Clarifying the basic concepts

I’m sure everyone knows about this to some extent, but somehow that knowledge is lost in debates over text, so let’s first reiterate a bit: Computers cannot store “words”, “numbers”, “photos”, or anything else. The only thing it can save and work with are bits. A bit can only have 2 values: yes or no, true or false, 1 or 0, you like to call it anyway. Since computers operate on electricity, a bit can essentially be represented by the voltage, current pulse, or electrical state of the flip-flop circuit. For humans, bits are usually represented by 1s and 0s so make this a convention throughout this article.

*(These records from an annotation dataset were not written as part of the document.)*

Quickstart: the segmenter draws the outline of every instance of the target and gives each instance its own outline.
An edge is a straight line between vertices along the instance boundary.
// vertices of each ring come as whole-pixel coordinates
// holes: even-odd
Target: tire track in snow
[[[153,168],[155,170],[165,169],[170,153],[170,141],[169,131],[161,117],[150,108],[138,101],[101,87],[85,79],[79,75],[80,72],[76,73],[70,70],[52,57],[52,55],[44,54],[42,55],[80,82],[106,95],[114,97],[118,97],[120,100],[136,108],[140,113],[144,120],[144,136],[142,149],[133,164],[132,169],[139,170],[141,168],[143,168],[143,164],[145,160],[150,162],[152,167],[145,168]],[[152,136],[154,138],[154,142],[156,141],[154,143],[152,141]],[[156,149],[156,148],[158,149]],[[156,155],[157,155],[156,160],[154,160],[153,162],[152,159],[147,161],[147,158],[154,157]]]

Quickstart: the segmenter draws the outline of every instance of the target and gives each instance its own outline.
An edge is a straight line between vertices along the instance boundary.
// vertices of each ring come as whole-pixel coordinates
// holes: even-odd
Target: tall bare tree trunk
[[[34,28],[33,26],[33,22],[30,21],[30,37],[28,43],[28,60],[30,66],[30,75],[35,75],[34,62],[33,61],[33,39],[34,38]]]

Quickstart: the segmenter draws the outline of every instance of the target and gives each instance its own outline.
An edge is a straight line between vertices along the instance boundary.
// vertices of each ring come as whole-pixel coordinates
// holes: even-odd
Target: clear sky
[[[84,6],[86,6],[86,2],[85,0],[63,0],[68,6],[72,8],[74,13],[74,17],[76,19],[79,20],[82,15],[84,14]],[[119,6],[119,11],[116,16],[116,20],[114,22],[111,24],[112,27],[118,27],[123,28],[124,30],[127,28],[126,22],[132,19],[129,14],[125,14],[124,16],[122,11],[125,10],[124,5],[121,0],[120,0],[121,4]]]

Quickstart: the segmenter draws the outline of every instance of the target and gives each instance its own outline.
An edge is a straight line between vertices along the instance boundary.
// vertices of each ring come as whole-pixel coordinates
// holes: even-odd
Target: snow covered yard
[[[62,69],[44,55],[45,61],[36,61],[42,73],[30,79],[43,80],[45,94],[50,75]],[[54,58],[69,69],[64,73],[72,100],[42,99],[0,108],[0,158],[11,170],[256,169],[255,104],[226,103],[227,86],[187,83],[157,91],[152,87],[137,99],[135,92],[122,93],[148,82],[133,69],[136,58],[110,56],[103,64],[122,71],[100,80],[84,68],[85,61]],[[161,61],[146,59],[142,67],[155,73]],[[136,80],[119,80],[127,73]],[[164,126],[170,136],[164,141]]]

Watching: What is Decoder?

To use bits to represent anything, we need rules. We need to convert a string of bits into something like letters, numbers, and pictures using an encoding scheme, or encoding for short. Like this:

01100010 01101001 01110100 01110011b i t sIn this encoding, 01100010 represents the letter “b”, 01101001 for the letter “i”, 01110100 for the letter “t” and 01110011 for the letter “s”. A certain sequence of bits will represent a letter, and a letter will represent a certain sequence of bits. If you have a good memory to remember the bit string for 26 letters, you can read the bit like reading a book.

The encoding scheme above is called ASCII. A sequence of 1s and 0s divided into parts, each of 8 bits (or 1 byte). ASCII specifies a table for human-readable byte-to-letter translation. Here is a small portion of that table:

bitscharacter 01000001 A 01000010 B 01000011 C 01000100 D 01000101 E 01000110 F

There are a total of 95 readable characters specified in the ASCII table, including lowercase and uppercase letters A through Z, numbers 0 through 9, some punctuation, and characters such as dollars. , exclamation point and a few other things. It also includes 33 values ​​for some things like space, carriage return, tab, backspace, etc. These are of course not printable, but are still visible in some form and are directly useful to the user. People. Some values ​​are only useful to computers, like codes to mark the beginning and end of text. A total of 128 characters are defined in the ASCII encoding, which is a nice number (to those familiar with computers), because it uses up all possible combinations of 7 bits (0000000 through 1111111).

And now we have a way to represent text using just 1s and 0s:

01001000 01100101 01101100 01101100 01101111 00100000 01010111 01101111 01110010 01101100 01100100 “Hello World” Important Terms To encode something in ASCII, follow the table from right to left, replacing letters with bits. To decode a string of bits into readable characters, follow the table from left to right, replacing bits with letters.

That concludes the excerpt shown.